Can machines actually be more creative than humans?
The Short Story
McCann Japan (an ad agency) created a robot that used artificial intelligence to create a commercial that was preferable to the one created by humans. If AI ‘bots can do creative work, is there any job that is safe? Insert paranoia here.
We’ve been hearing about artificial intelligence (AI) for a long time. You know, it’s that part of computer science where the computer learns and then teaches itself so that it’s always getting better information and making better decisions. We’ve all seen the horror stories. Either we all become floating puffs that do nothing, like in the Disney movie Wall-E, or the machines take over and decide we’re not necessary. Neither one is really a desirable outcome.
The reality of AI has looked a bit different than the dystopian nightmares of the movies. The personal assistant feature on your cell phone is an example. They “learn” from your repeated patterns and online habits. However, they don’t go out searching for larger and larger amounts of information on their own. They learn from what we give them. So, we limit the parameters of their learning and we stay safe, right?
Welllllll, not exactly.
You see, this brilliant person at McCann’s Japan office (McCann is a massively large ad agency), Shun Matsuzaka, created an AI bot that took massive amounts of advertising data, including response and expectation information and demographic data, and created a commercial. The commercial was for Clorets gum, emphasizing the 10-second burst of fresh breath one gets when first popping the gum. The commercial was compared to one for the same product created by humans. In an online poll, the human ad barely beat the AI ad by a narrow margin. When graded by ad executives, though. the AI ad won. Easily.
A robot not only did my job, it did all the jobs of an entire creative team, short of actually producing the commercial (real people had to get involved somewhere).

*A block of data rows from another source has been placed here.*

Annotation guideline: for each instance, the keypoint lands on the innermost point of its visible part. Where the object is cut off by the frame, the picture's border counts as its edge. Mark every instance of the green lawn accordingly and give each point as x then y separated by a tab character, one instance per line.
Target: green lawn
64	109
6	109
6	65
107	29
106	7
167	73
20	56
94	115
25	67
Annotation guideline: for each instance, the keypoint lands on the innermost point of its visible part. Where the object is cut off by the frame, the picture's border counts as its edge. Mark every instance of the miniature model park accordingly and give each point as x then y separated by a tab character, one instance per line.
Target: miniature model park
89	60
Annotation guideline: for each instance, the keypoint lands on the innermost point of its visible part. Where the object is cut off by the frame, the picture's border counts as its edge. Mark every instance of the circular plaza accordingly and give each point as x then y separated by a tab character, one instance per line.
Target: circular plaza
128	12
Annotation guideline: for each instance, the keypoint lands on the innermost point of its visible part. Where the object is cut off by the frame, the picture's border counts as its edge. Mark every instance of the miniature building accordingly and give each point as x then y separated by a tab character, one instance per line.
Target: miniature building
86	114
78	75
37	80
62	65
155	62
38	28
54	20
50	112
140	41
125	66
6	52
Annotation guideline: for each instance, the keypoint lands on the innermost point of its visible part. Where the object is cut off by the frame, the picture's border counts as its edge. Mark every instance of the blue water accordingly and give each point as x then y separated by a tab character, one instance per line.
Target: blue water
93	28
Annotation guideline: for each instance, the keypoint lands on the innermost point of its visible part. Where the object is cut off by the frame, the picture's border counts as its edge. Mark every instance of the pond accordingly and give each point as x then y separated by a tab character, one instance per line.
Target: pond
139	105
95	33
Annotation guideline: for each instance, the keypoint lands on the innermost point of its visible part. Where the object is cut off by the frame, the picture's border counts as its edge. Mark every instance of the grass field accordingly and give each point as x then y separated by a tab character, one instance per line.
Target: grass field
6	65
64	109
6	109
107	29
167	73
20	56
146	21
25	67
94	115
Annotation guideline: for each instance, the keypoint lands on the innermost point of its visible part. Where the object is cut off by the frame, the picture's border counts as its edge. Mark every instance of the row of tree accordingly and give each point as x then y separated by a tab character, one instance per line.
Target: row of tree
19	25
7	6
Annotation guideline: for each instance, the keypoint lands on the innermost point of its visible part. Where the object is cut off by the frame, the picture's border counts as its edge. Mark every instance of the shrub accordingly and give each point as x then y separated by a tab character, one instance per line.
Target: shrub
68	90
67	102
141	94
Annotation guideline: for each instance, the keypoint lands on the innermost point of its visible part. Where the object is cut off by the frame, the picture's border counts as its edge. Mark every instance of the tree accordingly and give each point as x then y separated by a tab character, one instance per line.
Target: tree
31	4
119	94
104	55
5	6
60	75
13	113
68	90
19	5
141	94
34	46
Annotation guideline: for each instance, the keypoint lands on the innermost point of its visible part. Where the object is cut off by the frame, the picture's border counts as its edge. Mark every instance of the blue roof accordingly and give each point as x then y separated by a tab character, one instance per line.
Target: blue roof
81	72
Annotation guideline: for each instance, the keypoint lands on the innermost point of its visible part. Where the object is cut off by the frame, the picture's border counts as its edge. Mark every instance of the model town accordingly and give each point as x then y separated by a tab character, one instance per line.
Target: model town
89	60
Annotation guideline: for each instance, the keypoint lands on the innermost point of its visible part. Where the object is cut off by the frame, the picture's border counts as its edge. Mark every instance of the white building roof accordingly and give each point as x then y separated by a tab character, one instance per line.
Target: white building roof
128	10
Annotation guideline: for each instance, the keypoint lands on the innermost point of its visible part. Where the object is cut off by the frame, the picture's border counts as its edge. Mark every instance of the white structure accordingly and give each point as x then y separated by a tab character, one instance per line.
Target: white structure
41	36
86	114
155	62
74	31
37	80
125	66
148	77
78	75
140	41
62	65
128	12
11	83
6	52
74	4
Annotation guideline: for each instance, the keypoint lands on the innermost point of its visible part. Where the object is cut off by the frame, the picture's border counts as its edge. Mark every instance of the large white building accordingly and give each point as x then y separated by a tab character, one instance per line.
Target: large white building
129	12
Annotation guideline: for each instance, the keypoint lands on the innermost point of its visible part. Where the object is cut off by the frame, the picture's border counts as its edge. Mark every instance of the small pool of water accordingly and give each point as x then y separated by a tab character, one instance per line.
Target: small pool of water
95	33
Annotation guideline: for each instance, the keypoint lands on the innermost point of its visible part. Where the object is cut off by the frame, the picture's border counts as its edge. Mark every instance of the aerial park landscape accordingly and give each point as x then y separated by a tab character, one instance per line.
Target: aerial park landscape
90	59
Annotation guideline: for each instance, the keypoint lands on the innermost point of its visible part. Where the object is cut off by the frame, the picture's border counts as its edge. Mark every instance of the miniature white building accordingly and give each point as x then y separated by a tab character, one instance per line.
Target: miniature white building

Okay, breathing deeply here, trying to not panic. The AI bot really only did data analysis and spit out a solution that then had to be fulfilled by humans who almost certainly made adjustments along the way. That’s not the same as actually taking a Creative Director’s job, except for the part where they … uhm, … well …
Yeah, this is fucking scary.
I didn’t mind AI too much when it was doing things like making dinner reservations and reminding me to pick up my laundry. I didn’t have anyone doing that for me before, so it was a help, not a hindrance.
AI taking over unskilled factory jobs hasn’t bothered me that much. We’ve seen it coming long enough to prepare for it, to help people in unskilled positions begin developing the skills they need to get better jobs that AI won’t fill until they’re dead, or at least retired.
But I’m growing increasingly concerned here. According to Forrester research, by 2025 AI robots of various forms will replace seven percent of the jobs that currently exist. Now, that number is misleading. That’s seven percent total job loss. What they’re slower to tell us is that sixteen percent of jobs, especially administrative and office support positions, will be gone. We’re supposed to be happy that nine percent of those jobs lost are replaced with other jobs, such as robot monitoring professionals, data scientists, automation specialists, and content curators. That seven percent is just the net loss.
That study was released last year, though, before Mr. Matsuzaka’s creative bot. This totally changed the equation. Creative services employee millions of people in almost every form of business in the world. If bots can take all those jobs, that number jumps much higher than seven percent.
Adding to the problem is the fact that other areas, such as engineering and construction, finance and service management, and logistics and distribution are all looking at ways AI can streamline their processes and complete them faster and more efficiently than do humans.
If there is any reprieve, it lies in the fact that there is a shortage of AI developers. For now. The biggest shortage at the moment in is the automotive sector, which is really trying to get something safe and driverless on the market ASAP. They’re spending millions of dollars on the bsst AI experts. If you’re looking for a career field, children, that’s the leader at the moment.
But where there is demand, there is always a market ready to fill it. If immigration becomes a problem, which is possible, companies will simply move AI development to where the talent is. The shortage won’t last for long.
Just this morning, after I thought I had this article finished, brokerage firm Charles Schwab announced they will begin using a hybrid robo-human method of dispensing investment advice. The human is just there primarily to keep investors from getting the heebie-jeebies working with an automated system. Those high-priced brokers could soon be without jobs.
Artificial Intelligence is coming for my job. For your job. For all our jobs. The bot at McCann’s? It’s going to try composing music next.
I can’t help but wonder if one day we all might forget how to think for ourselves at all.
With any luck, I’ll be dead by then.